El problema esta vez no radica tanto en el hecho de incluir una nueva función basada en IA en el apartado fotográfico, algo cada vez más común en las marcas de móviles, sino el hecho de que la inclusión de este asistente ha creado una experiencia peor a la fotografía original, algo duramente criticado por los usuarios en redes sociales.
Una IA que no edita fotos, sugiere cambios
Ante la polémica, Sony ha aclarado que el sistema no modifica las fotografías después de ser tomadas, el AI Camera Assistant analiza distintos parámetros antes de capturar la imagen, como la iluminación, la distancia al sujeto, el fondo o la exposición, para ofrecer varias recomendaciones automáticas al usuario. Es más, la función muestra cuatro posibles configuraciones diferentes y permite elegir cuál aplicar antes de realizar la fotografía.

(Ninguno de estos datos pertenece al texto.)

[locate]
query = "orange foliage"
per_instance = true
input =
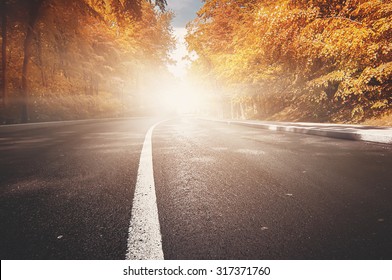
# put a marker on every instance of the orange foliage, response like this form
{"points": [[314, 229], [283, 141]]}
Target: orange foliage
{"points": [[320, 60]]}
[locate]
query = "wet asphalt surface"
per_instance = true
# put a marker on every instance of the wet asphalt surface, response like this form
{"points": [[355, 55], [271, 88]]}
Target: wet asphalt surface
{"points": [[223, 192]]}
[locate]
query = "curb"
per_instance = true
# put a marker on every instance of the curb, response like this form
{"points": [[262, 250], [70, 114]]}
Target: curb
{"points": [[373, 134]]}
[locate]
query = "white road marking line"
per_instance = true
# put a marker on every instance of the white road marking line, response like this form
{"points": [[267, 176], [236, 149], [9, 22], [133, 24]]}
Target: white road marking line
{"points": [[144, 239]]}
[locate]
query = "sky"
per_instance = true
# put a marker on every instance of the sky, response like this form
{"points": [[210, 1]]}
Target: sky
{"points": [[185, 11]]}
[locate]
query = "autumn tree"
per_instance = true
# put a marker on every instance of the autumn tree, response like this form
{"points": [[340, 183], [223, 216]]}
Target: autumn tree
{"points": [[309, 60], [81, 51]]}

Además, el sistema también puede sugerir el mejor encuadre o composición para la escena, algo que, sobre el papel, puede tener sentido y encajar con la tendencia actual de integrar la IA contextual en la experiencia fotográfica, pero el problema es que las imágenes de prueba utilizadas por Sony para demostrarlo han terminado generando el efecto contrario.

De hecho, muchos usuarios han señalado problemas evidentes en las versiones sugeridas por la IA, saturación excesiva, fondos artificiales o contrastes exagerados; modificaciones exageradas y mal aplicadas que crean una imagen demasiado procesada, algo que se aleja de los valores habituales de la marca japonesa.
De Xperia a la IA, el adiós a la fotografía de Sony
Durante años, Sony ha intentado construir la identidad de Xperia alrededor de una experiencia fotográfica mucho más manual y cercana al mundo de sus cámaras Alpha, dispositivos que siempre han destacado por ofrecer controles avanzados, colores naturales y un procesado menos agresivo que el de otras marcas como puede ser Samsung o Apple.
Asimismo, la sorpresa resulta más llamativa aún teniendo en cuenta el nivel fotográfico que pretende ofrecer el nuevo Xperia 1 VIII, un hardware fotográfico que sigue estando a gran nivel, pero que no consigue brillar debido a cómo la marca está intentando entrar en la carrera de la IA generativa y el procesado automático sacrificando precisamente aquello que diferenciaba a Xperia frente al resto del mercado.
El movimiento refleja cómo una marca como Sony no puede competir en un mercado dónde las grandes marcas llevan años por delante, una marca que no compite en volumen ni en ecosistema de IA frente a gigantes como Google, Samsung o Apple, donde el procesado computacional y las funciones generativas llevan años siendo una parte central de la experiencia.